China is close to approving a law that will create a legal framework for sending troops abroad on counter-terrorism missions, as Beijing seeks to address the vulnerability of the country's growing global commercial and diplomatic interests.
Experts said Article 76 of the draft anti-terrorism law would allay concerns among the military elite about the lack of a formal mechanism for carrying out such operations, as well as mark a shift in foreign policy thinking and military doctrine.
The article is a small part of a draft law chiefly aimed at combating terrorism at home that was made public in November. It has undergone a second review by a parliamentary committee, and is likely to be adopted in the coming weeks or months.
China has rarely been the target of terrorist acts overseas but it has vast energy interests, construction projects and mines in unstable parts of the world, including the Middle East and Africa.
The risk to those projects was highlighted in 2011 when the government evacuated thousands of Chinese workers from Libya during the uprising against Muammar Gaddafi. Some Chinese operations have also generated local hostility over issues such as the use of imported Chinese labor and the exploitation of natural resources.
Article 76 would authorize the military, as well as state and public security personnel, to conduct counterterrorism operations abroad with the approval of the “relevant country.”
While the draft gives few details, experts said the law could initially allow military or state security counter-terrorism experts to work abroad either as part of actual investigations or in a training capacity.
“It shows a legitimate evolution in Chinese thinking on counterterrorism efforts,” said Daveed Gartenstein-Ross, a senior fellow who researches counterterrorism at the Foundation for Defense of Democracies in Washington. “Whether the law allows for cross-border counterterrorism missions is sure to have an impact on military preparations and, ultimately, doctrine.”
Security operations by China abroad are not unprecedented. China sent gunboats down the Mekong River in cooperation with Thailand, Myanmar and Laos in 2011 to combat drug running in the Golden Triangle, and its navy has conducted numerous anti-piracy patrols off the Horn of Africa.
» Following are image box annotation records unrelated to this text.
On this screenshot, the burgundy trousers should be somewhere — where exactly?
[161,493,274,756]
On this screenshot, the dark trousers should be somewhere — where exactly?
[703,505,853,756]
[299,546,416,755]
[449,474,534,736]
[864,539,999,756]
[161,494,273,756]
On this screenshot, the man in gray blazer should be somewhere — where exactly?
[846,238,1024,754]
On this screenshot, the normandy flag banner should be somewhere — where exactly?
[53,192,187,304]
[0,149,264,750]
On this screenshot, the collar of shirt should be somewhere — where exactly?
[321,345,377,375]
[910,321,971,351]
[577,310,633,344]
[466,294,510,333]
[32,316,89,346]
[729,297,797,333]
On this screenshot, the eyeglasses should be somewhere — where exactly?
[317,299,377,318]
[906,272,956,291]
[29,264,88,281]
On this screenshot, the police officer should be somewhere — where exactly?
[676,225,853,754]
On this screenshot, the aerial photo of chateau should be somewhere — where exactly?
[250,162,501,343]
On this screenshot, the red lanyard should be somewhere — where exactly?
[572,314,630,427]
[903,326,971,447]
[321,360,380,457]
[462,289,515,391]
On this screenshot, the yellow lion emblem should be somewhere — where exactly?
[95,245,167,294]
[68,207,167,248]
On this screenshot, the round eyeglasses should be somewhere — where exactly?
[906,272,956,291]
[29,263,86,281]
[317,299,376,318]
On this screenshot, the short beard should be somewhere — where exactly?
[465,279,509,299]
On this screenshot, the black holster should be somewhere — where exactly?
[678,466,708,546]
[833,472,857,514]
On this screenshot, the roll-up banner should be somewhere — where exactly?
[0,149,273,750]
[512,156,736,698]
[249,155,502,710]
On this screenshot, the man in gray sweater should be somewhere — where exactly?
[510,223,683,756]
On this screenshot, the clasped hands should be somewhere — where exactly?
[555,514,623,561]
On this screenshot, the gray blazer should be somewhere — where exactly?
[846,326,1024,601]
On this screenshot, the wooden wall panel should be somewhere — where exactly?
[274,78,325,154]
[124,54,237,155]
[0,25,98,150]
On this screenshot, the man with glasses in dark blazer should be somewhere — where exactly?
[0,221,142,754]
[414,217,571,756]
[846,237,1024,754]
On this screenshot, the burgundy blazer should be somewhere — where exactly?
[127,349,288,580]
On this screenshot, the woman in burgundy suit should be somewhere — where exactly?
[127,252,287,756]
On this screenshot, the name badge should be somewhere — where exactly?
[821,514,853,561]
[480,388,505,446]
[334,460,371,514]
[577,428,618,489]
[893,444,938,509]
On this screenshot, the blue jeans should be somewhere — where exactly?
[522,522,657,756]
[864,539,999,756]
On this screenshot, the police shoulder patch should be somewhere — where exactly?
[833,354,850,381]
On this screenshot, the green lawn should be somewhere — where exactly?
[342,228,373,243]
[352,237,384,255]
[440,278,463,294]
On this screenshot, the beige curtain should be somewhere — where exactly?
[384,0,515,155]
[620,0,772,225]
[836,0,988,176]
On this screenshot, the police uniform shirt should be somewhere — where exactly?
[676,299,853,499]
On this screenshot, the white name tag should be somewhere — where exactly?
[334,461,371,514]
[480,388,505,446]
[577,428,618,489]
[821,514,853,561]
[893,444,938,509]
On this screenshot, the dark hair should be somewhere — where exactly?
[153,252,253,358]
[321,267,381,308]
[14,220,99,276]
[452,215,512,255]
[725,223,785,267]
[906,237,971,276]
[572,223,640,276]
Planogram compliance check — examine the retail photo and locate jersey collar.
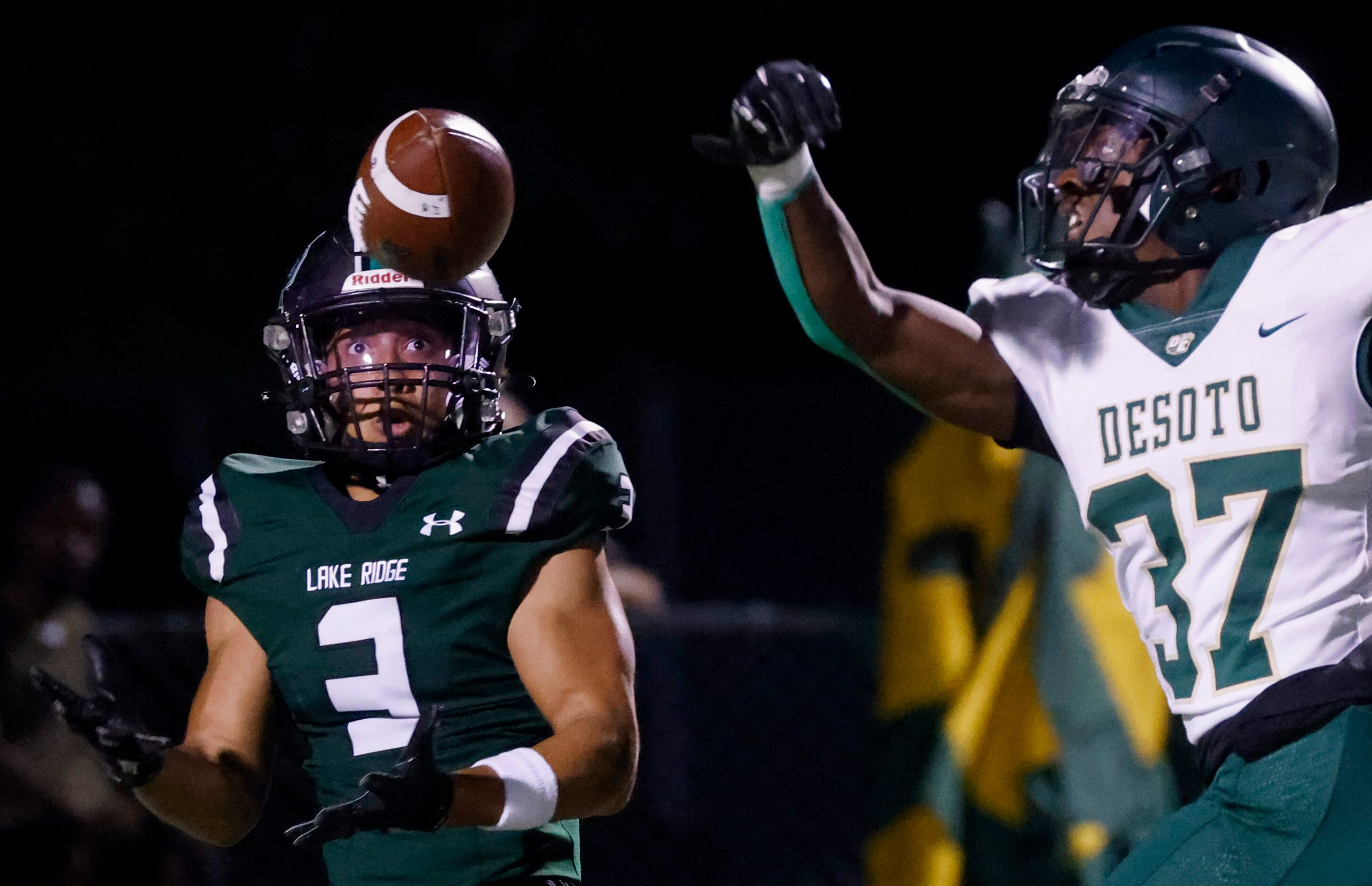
[1113,233,1271,366]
Shen Dingli, a security expert at Shanghai's Fudan University, said the law was also intended to quell any concerns that China would take unilateral military action as its global security footprint expands.
“Having a law shows we want to address other's concerns. There is fear that if [cross-border security operations] become more frequent, other countries will worry,” Shen said.
‘Special Role of the Military’
China says it is facing a complex struggle against terrorism. Hundreds of people have been killed over the past two years in the far western region of Xinjiang in unrest the government has blamed on Islamists who want to establish a separate state called East Turkestan.
One of the law's key statutes paves the way for China to create a domestic body that would have the power to designate organizations and their members as terrorists without due process, a measure condemned by human rights groups.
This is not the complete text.